Homage to Homai . the begining -1992

The Economic Times, Sunday 31 May 1992

GALLERY

The woman who shot the best of them

The woman who shot memorable news picture of Gandhi and Nehru, lives today like a recluse in Baroda. She gave up photography she claims ‘when the riff raff came in ‘. Presented alongside are some of her refreshingly innocent work.

(Photofolio can’t be included. Sorry)

THERE WAS A curious report , some forty years ago , in The Statesman- dated May 14 1951. “When Mr Jinnah held his last press conference in Delhi (in 1947) an unknown press photographer caused a stir by toppling off a tall packing case on which she had perched, the better to ‘shoot’ the founder of Pakistan. Mr Jinnah’s frown was transformed into a smile when he saw the culprit was a woman and that, though prone on the floor she had the presence of mind to save her camera and her flashgun from harm … Four years later Mrs. Homai Vyarawalla has become the best known press photographer in the Capital. Efficient and non obstrusive she has rarely been beaten by a male competitor . She is probably the only professional woman press photographer in India. “

Today, Homai Vyarawalla lives in Baroda. Far away from all that bustle and activity. Born in a priestly family in Navasari , she graduated in Economics from St. Xaviers college , Bombay, and also got a diplomafrom the J J School of Arts. During this period she started working with her cousin(whom she married) helping him with his photographic and darkroom work. Her first photographic work was carried in the Illustrated Weekly of India.

Subsequently, the Vyarawallas moed to the British Far Eastern Information Bureau in Delhi with Homai acting as an assistant photographer to her husband. Within a few years, she had made her mark as an intrepid and inspired photojournalist.whoese work was distinguished by its spontaneity and ability to capture and ability to capture personalities in intimate moods.

PHOTOGRPAHS – There are more of them in the world than there are bricks, it is said. Photography, in the myriad of forms it has fathered, has revolutionized and recreated the human mind in more ways than have been studied. Its potential for propaganda is an undisputed fact. But rarely have photographers thought of the responsibility that goes with being a photographer.

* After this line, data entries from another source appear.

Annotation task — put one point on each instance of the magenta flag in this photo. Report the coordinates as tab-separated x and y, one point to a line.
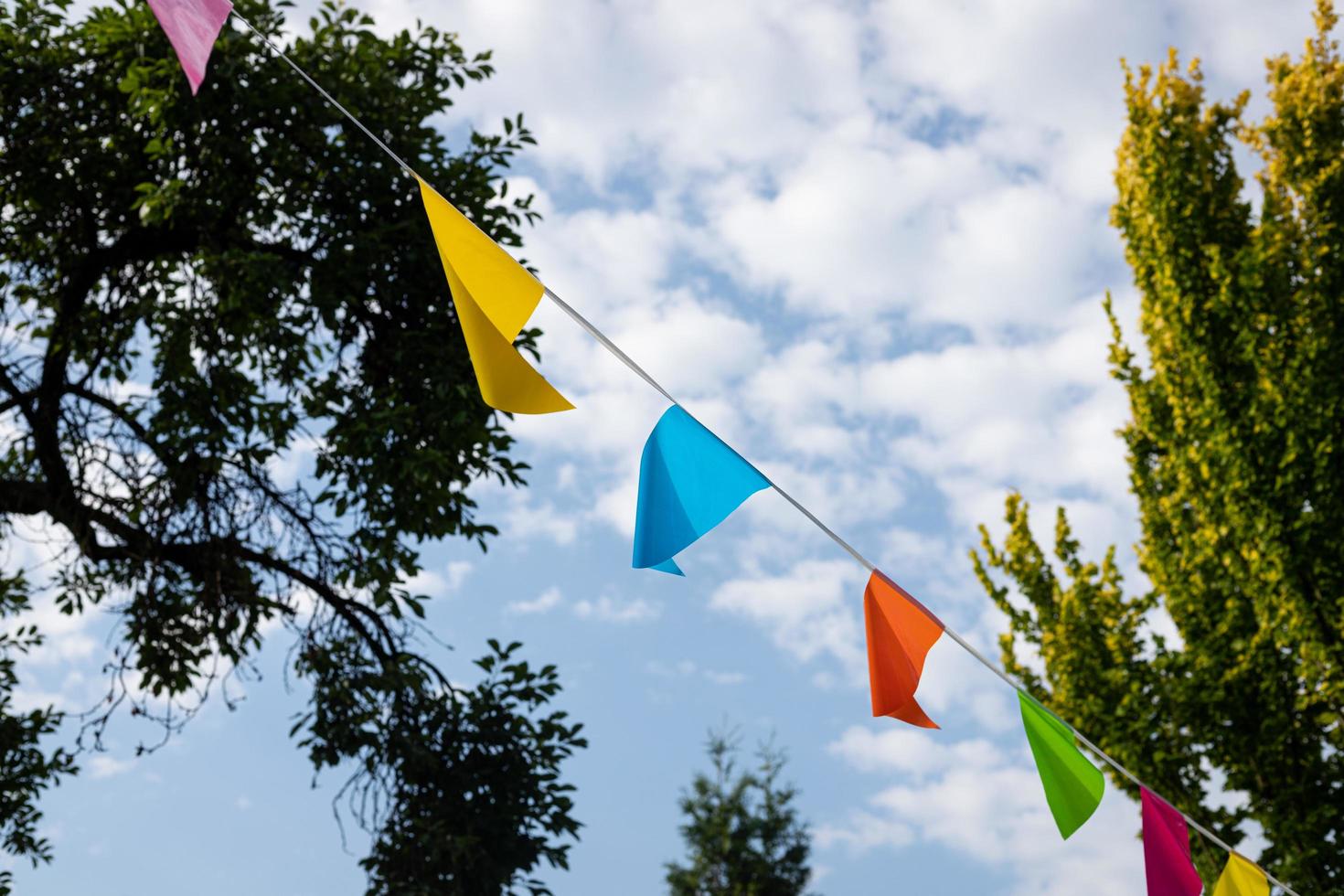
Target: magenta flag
191	27
1167	849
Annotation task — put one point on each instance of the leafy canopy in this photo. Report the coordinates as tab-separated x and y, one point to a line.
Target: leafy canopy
743	837
1237	458
195	292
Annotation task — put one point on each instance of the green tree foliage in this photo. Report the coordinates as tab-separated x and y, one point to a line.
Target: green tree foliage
195	289
1237	457
742	833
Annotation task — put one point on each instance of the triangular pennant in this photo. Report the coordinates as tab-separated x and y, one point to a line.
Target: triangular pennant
689	481
1167	849
1072	784
192	27
900	635
494	295
1241	878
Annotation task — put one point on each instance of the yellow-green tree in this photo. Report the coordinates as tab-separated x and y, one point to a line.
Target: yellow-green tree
1237	457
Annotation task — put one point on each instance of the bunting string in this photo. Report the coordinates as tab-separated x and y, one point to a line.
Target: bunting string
1069	786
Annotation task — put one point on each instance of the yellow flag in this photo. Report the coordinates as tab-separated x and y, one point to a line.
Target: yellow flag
494	295
1241	878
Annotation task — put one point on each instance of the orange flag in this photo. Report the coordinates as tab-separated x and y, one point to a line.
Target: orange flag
900	635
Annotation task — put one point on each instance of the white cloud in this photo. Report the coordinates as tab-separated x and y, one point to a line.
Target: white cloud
103	766
688	667
620	612
977	799
545	602
438	583
808	612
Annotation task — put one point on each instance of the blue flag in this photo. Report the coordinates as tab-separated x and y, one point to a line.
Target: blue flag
689	481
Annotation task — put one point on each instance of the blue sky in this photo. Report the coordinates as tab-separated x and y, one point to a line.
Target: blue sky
867	243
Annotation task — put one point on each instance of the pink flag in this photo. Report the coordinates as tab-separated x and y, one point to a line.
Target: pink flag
1167	849
191	27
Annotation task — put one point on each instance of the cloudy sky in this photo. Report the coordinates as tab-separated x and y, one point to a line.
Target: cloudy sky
867	243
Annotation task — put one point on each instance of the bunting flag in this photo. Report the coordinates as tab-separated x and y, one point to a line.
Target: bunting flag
689	481
1072	784
1241	878
192	27
1167	849
900	633
494	295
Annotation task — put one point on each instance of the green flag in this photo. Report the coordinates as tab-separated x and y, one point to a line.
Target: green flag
1072	784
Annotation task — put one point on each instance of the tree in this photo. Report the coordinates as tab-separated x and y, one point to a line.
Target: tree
742	833
194	289
1237	458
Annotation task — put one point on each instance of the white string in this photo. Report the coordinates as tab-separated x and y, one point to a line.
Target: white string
603	338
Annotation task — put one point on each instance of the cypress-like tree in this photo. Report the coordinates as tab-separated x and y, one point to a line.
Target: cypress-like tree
1237	458
742	835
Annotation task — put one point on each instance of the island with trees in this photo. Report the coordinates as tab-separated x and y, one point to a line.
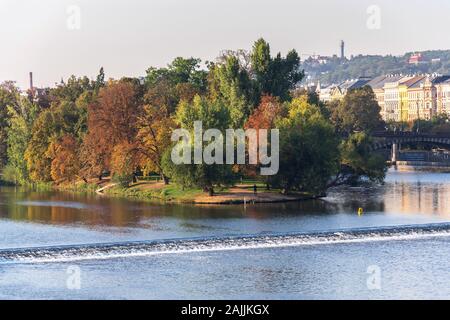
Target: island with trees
114	136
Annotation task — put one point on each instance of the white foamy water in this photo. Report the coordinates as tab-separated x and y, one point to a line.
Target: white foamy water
182	246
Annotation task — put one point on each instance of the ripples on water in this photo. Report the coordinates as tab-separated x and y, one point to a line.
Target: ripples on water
135	249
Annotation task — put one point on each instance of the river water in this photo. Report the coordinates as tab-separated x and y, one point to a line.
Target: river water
56	245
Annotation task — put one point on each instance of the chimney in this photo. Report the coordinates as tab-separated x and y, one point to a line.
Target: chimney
31	86
31	81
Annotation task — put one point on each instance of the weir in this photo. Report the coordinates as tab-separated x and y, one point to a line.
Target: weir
178	246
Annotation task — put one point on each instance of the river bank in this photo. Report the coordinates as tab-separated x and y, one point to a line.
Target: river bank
239	194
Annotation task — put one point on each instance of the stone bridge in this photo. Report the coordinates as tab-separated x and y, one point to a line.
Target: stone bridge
386	140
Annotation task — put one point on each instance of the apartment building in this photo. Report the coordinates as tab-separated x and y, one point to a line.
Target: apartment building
401	98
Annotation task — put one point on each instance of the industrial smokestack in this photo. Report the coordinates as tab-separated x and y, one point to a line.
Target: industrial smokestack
31	82
31	94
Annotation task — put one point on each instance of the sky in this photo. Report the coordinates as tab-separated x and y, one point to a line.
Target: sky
58	38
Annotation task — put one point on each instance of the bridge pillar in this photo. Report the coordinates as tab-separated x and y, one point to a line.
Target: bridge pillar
394	153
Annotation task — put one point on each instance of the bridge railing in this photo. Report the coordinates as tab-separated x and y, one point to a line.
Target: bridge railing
403	134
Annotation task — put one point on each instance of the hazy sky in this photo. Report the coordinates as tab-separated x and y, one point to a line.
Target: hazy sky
128	36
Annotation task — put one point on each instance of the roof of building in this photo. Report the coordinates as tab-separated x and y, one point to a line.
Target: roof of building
415	82
380	81
354	84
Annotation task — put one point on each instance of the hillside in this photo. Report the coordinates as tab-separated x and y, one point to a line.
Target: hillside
335	70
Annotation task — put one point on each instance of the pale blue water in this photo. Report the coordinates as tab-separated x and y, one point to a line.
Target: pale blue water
316	249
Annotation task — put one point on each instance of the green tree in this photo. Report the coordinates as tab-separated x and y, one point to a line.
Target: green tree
231	83
358	111
309	150
358	161
20	123
275	76
213	114
8	98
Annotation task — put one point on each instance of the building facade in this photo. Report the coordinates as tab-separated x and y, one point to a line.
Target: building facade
401	98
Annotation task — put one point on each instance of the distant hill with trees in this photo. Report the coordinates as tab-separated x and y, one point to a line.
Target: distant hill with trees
336	70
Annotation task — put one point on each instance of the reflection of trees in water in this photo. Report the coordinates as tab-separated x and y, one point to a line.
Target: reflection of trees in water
410	197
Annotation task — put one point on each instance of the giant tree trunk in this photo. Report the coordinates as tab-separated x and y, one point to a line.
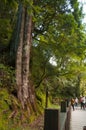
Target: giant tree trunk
26	93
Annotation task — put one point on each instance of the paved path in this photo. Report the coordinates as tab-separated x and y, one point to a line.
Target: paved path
78	119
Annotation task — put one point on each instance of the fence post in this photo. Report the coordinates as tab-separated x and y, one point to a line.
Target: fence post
51	119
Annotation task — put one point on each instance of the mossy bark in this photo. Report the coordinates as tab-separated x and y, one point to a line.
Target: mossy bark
26	93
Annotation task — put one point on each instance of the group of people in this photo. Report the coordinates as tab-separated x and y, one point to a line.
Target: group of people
76	101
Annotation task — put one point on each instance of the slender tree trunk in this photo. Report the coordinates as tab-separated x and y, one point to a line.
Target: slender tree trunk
19	59
26	93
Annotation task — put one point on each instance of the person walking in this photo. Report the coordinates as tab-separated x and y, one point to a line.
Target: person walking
76	101
72	103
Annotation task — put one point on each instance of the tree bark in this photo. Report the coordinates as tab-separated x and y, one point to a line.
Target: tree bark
26	94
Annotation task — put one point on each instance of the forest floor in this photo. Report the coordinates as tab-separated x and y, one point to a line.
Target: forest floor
38	124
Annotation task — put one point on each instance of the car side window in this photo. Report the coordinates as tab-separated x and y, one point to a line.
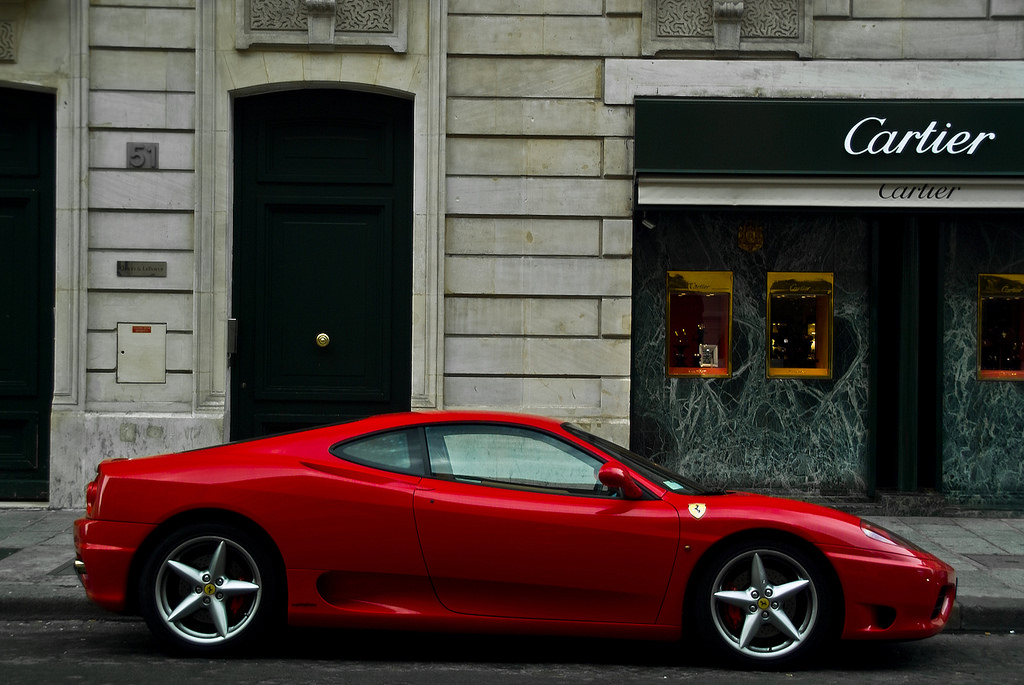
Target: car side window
509	457
394	451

Eugene Smith was one who did, resigning twice from LIFE magazine because he did not agree with the way his photographs were used. Misused, really. He had gone on to teach a course for professional photographers - Photography Made Difficult. A photographer was ‘responsible for any misuse of his pics’ he insisted. He is remembered, today, as the patron saint of ‘concerned’ photography and the‘responsible’ photographers.

Homai Vyarawalla is 79 today and, in her heydays, she too has photographed for LIFE magazine. She is forgotten and lives alone far from the city that she once ruled as the foremost press photographer of her time, the first woman photojournalist.

Those were euphoric days of a new and Independent Nation. Politicians were demigods. “They were heroes who had a dignity and self respect. Everyone respected them” she remembers partly explaining why she others had photographed them so much, creating images of majestic mythical supermen. Many of her images have become the icons by which those grand old men – the bapus and the chachas. Photographing the VIPs of the period she literally constructed their importance. Without her no political event was complete. Governor General Rajagopalachari even called her “a new Phenomenon”.

Vyarawalla kept this up till 1970, shooting spontaneous split second frames of the faces that we remember today. She stopped when security around the VIPs made it impossible “ to make any meaningful photographs” And more importantly, when the dignified and respected photographers and politicians of her time were replaced by a bunch of “squabbling newcomers” – photographers and politicians for whom she had no respect. She stopped when “the riff raff came in“ she remembers.

Today her old colleagues remember her as “ 24 carat gold : a thorough professional who had guts and the ethics .” She got out when the go getters came in.